//server/stuff/Profiler>
Main

C++ Profiler

This is a program which I wrote because I needed a simple and functional low-level C++ profiler. I have previously written a high level sample based profiler, but it can't give profiling results about every possible function unless registered with it, so I've only used it in major functions. This profiler uses the /Gh and /GH compiler flags of MSVC++ to hook two functions, _penter and _pexit to every function within a project. This only requires it to be recompiled, without any source code modifications. It quickly records the stack configuration and duration the stack remains in that configuration with some ASM magic (No function calls used in these two functions. Possible, but slow as calling another function would call _penter again), dumping them to file at the end of a profiled frame.

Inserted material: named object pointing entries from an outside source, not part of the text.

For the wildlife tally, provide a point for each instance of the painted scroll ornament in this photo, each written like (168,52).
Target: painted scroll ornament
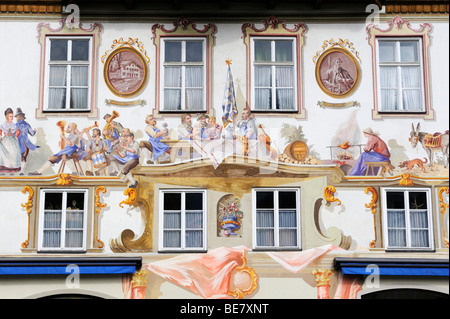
(229,216)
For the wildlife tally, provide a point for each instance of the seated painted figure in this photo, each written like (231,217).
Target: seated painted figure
(375,150)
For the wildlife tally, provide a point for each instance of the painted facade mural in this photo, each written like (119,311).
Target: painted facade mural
(236,160)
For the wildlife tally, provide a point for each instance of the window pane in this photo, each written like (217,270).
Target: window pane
(56,99)
(397,238)
(194,99)
(287,200)
(396,218)
(79,99)
(395,200)
(58,50)
(288,237)
(194,51)
(74,239)
(418,200)
(288,218)
(409,51)
(265,218)
(263,76)
(52,238)
(264,200)
(285,99)
(194,77)
(283,51)
(53,201)
(194,238)
(194,201)
(172,238)
(80,50)
(265,237)
(58,75)
(387,51)
(172,99)
(172,51)
(263,50)
(172,77)
(172,220)
(80,76)
(172,201)
(263,99)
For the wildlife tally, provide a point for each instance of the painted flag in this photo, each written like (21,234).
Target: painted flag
(229,99)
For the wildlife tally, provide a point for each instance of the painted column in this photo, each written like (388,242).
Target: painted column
(323,282)
(139,284)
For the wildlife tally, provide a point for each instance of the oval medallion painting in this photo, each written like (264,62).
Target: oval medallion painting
(125,72)
(337,72)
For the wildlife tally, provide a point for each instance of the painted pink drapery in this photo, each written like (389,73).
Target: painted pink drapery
(208,275)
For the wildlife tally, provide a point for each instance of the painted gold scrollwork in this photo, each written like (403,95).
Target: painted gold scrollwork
(328,194)
(131,193)
(251,281)
(443,207)
(28,205)
(373,209)
(98,209)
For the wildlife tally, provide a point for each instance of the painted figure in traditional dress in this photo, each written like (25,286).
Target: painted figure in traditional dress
(215,129)
(72,144)
(24,142)
(95,145)
(185,128)
(337,80)
(247,127)
(154,144)
(375,150)
(10,157)
(128,158)
(201,128)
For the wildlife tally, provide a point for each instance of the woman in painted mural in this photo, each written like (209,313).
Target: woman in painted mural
(375,150)
(10,157)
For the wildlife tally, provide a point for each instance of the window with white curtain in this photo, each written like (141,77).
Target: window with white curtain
(62,220)
(274,76)
(68,73)
(183,74)
(407,219)
(400,75)
(182,220)
(276,218)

Windows symbol information is then used to map addresses to source modules and functions.

New screenshots:

A call frame in the call tree, showing a function in its local context where the callstack is only in the given configuration:

And switched to the global context, the overall view of this function:


Old test case:



A simple test scenario -- I have written a small deferred shader demo to try this out, with no CPU optimizations and making heavy usage of the STL libraries, as heavy as I can get without really doing badly on purpose. I profile one frame and dump it out. Note that this screenshot above is with removing all calls to the STL in order to avoid information overload. Their time has been inserted into the time of the parents. The rest of the screenshots on this page include the STL.

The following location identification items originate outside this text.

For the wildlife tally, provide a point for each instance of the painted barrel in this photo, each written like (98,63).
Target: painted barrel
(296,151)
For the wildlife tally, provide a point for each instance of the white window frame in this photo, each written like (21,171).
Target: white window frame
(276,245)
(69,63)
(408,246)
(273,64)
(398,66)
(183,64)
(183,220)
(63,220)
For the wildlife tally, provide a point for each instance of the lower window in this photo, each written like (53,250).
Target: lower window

The bottom list is a flat list of all functions called, sorted by slowest to fastest according to local time, which is time within the function (recursion is included in local time) and not in a function called by the function. The tree on the left is my call graph, in order. To look at the most obvious bottleneck, I click on the top item of the bottleneck list. The total time of a call is the time within the call added to the sum of the total time of its subcalls. Sorting by total time would not help me locate bottlenecks as the local time may be very small (such as calling WinMain my most significant bottleneck).


The analysis of the address comes up. Due to word wrapping in the text box, the resolved function name has bad linebreaks. An aggregated caller list comes up in the "Called from" tab. To the left, the call tree has located the region in which calls to this function took the longest total time. I can now either navigate the tree visually, or click on the slowest caller under "Called from". If the function that called this in the tree is not a bottleneck, the one under "Called from" will lead me to another point in the call tree, the slowest point for this caller function.

Using the slowest calls in the "Called from" tab, I pass through a few std calls until I end up in familiar code, Direct3D::Effect::Commit(). Note that in the first screenshot, in which the STL calls were not recorded, Effect::Commit() had a local time of about 43ms, but counting the STL calls seperately give it a local time of 3.5 ms, so STL usage really makes a difference in the performance of this function. The closer a color is to red, the greater percentage of time it takes up in its caller function.


Flipping to the "Subcalls" tab, I now see that the bottleneck within Direct3D::Effect::Commit is not committing of parameters as I expected, but the iteration through the std::map which contains EffectParameters and their respective std::string handles. Switching these std::string handles out for integer hashes and using an array of pairs instead of std::map have resolved this bottleneck.